Hemoccult. This test screens for blood in your stool, which can be an early indication of polyps or cancer in the colon. This test should be done annually if you are over age 40.
Colorectal Scope. OK-there is something worse than a digital rectal exam, and this is it. In this procedure, a flexible scope checks out your rectum, your sigmoid and your colon for cancer or polyps. Over age 50, you should have a scope every 3 years.
Chest X-Ray. If you are or were a smoker, you should have a chest x-ray about age 40 and periodically as recommended by your doctor after that.
Testosterone Screening. If you have symptoms like low sex drive, erectile dysfunction, fatigue or depression, you may want to ask your doctor about a testosterone screening. This is done with a blood test supplemented by a questionnaire.
Self-Exams. Without going to the doctor, you can look yourself for changes in your body and its function. You should check your skin for changing moles or early skin cancer.
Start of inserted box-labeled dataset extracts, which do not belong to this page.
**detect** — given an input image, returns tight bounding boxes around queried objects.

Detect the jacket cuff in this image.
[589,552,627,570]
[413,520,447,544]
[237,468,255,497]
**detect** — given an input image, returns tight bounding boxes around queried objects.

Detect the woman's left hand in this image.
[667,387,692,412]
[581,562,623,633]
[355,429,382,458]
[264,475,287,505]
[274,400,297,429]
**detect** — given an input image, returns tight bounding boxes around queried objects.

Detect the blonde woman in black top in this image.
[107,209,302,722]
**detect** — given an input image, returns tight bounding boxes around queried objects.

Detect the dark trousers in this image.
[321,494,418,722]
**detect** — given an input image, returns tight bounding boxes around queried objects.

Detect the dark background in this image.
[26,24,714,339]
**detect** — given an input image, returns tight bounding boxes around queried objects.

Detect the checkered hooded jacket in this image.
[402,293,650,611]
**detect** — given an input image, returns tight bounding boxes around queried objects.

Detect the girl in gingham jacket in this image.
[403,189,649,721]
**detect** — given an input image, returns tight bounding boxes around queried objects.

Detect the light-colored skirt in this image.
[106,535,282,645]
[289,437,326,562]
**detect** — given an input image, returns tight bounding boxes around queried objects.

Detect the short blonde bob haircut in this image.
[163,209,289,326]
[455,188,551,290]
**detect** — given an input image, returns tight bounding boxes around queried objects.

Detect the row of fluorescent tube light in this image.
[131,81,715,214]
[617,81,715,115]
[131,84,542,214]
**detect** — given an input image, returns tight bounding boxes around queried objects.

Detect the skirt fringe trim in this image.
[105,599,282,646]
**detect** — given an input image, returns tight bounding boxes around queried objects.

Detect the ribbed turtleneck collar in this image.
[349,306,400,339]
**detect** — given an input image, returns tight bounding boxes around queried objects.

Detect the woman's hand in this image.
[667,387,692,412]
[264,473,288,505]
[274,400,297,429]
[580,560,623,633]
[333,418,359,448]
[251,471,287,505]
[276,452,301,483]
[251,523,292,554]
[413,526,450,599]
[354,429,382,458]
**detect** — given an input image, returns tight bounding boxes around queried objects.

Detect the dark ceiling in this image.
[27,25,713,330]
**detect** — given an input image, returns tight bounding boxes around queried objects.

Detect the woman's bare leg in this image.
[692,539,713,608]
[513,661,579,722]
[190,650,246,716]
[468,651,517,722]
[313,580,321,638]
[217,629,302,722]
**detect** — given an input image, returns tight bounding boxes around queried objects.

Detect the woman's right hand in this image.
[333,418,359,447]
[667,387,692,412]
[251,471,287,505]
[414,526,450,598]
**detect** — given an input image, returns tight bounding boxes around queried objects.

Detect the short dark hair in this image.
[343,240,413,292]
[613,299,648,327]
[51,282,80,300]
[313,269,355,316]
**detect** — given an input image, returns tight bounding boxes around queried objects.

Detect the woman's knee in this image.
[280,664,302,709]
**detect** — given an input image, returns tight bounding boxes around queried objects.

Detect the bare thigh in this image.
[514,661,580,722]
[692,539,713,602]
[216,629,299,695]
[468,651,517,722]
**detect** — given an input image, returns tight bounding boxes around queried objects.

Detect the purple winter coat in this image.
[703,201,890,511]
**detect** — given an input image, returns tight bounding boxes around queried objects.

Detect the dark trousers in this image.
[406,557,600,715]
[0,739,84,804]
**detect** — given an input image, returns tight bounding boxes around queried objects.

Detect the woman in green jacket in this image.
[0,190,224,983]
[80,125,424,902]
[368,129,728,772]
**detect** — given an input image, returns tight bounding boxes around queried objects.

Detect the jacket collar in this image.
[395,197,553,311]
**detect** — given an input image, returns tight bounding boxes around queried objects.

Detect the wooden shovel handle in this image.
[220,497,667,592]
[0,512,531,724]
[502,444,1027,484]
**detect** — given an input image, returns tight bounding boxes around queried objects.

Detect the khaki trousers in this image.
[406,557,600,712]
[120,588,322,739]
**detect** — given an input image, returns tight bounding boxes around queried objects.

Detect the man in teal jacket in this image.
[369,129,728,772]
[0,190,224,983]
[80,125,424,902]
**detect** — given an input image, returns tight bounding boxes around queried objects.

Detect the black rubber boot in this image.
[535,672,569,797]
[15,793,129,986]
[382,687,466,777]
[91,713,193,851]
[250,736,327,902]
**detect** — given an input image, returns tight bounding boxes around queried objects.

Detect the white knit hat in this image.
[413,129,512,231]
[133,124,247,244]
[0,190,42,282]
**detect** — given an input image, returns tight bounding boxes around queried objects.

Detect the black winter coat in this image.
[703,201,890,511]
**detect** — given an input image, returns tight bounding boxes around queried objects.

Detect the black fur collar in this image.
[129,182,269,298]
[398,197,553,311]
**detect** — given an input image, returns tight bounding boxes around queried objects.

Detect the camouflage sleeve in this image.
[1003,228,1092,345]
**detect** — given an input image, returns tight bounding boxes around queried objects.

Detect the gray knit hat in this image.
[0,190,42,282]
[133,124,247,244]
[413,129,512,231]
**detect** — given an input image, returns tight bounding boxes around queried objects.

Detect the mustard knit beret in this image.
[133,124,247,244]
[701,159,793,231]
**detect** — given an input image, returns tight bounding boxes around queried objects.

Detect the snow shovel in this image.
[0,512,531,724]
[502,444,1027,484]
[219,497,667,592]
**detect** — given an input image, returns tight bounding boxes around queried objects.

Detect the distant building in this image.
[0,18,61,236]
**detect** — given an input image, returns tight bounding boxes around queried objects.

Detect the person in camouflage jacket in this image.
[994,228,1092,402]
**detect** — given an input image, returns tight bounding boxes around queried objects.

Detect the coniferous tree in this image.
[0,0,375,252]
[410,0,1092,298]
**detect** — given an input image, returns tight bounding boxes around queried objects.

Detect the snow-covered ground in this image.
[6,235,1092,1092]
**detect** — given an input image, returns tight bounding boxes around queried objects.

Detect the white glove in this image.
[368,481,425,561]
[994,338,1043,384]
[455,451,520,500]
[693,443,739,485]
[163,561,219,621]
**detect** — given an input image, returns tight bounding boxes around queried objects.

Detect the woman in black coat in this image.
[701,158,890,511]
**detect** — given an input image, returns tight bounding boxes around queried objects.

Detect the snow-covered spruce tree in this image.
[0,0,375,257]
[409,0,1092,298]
You should check your testicles for any lumps that might indicate cancer. You should look in your mouth with a flashlight to see if there are any cancerous or pre-cancerous lesions. Once a month for each of these tests is a good idea.
Sexually Transmitted Diseases. If you are sexually active and at risk for an STD, you should be checked periodically. Playing it safe by remaining monogamous or using a condom is the better option.
Taking a few precautions now and investing a little time and money in preventive maintenance on your body will pay big dividends later and increase the chances of enjoying your grandchildren.